As the dissent also noted: “Illinois is a clear outlier on this issue . . . Hewitt must be overruled because it is outmoded and out of touch with contemporary experience and opinions on cohabitation.”

The overwhelming majority of states allow property-division claims between unmarried partners. Today’s decision leaves Illinois among only three states that do not recognize such claims.

The lawsuit began in 2010, when Eileen Brewer’s former partner Jane sought to retain an unfair portion of their shared home and assets. Although the couple had built a life together, intertwining their finances, sharing a home, and raising three children, the trial court applied the Hewitt decision to rule that Eileen could not bring a lawsuit for her fair share of their property because the couple had not been married. Today’s opinion affirms the trial court’s ruling. The National Center for Lesbian Rights (NCLR) and Chicago Attorney Angelika Keuhn represented Eileen Brewer. Professor Nancy Polikoff, Lambda Legal Defense & Education Fund, and the ACLU of Illinois filed an amicus brief urging reversal of Hewitt.

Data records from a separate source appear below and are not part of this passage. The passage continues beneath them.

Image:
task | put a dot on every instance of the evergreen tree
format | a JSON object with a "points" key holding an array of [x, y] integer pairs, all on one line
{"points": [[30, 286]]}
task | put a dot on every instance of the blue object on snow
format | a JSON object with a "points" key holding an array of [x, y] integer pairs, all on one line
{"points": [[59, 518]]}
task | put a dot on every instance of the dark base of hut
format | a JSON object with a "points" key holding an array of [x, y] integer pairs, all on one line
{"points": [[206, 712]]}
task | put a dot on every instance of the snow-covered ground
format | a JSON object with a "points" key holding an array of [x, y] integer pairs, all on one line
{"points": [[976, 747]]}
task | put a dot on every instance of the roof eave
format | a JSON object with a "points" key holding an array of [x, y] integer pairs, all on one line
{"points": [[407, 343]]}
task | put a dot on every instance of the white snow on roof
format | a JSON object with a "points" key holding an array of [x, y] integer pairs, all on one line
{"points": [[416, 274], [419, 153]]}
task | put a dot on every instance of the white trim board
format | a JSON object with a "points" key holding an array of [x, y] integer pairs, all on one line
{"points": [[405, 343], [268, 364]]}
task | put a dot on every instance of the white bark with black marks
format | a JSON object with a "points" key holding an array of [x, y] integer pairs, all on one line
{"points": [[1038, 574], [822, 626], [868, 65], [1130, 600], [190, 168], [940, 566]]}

On December 19, 2014, the Court of Appeals for the First District had ruled that courts could not discriminate against unmarried couples by preventing them from enforcing property claims against one another when they break up. In the unanimous decision, written by Justice Margaret Stanton McBride, the court had held that Illinois’ “public policy to treat unmarried partnerships as illicit no longer exists” and that Brewer could “proceed with her claims against her former domestic partner” regarding the shared property they built up during their 26 years together. Today’s decision reversed the Court of Appeals.

Said NCLR Legal Director Shannon Minter, “The Court’s ruling today is a devastating blow to unmarried couples and their families. As the dissent points out, the majority’s opinion ignores the reality of families and will cause serious harms to countless individuals who are barred from bringing the same common law claims available to all other people in Illinois, solely because they were in a non-marital relationship. Whether a couple decides to marry or not, all of us are equal before the law. Today’s decision is a huge step backward for Illinois, which is now dramatically out of step with the rest of the country and with basic principles of fairness and equal access to the courts.”

Added American University Washington College of Law Professor Nancy Polikoff, one of the nation’s leading family law experts, “Unmarried couples can pool resources and make decisions for the good of their family unit. It’s shocking that five justices on the Illinois Supreme Court in 2016 refuse to see what almost every other state acknowledges: that one partner may have a legitimate claim for a share of assets that happen to be solely in the other partner’s name.”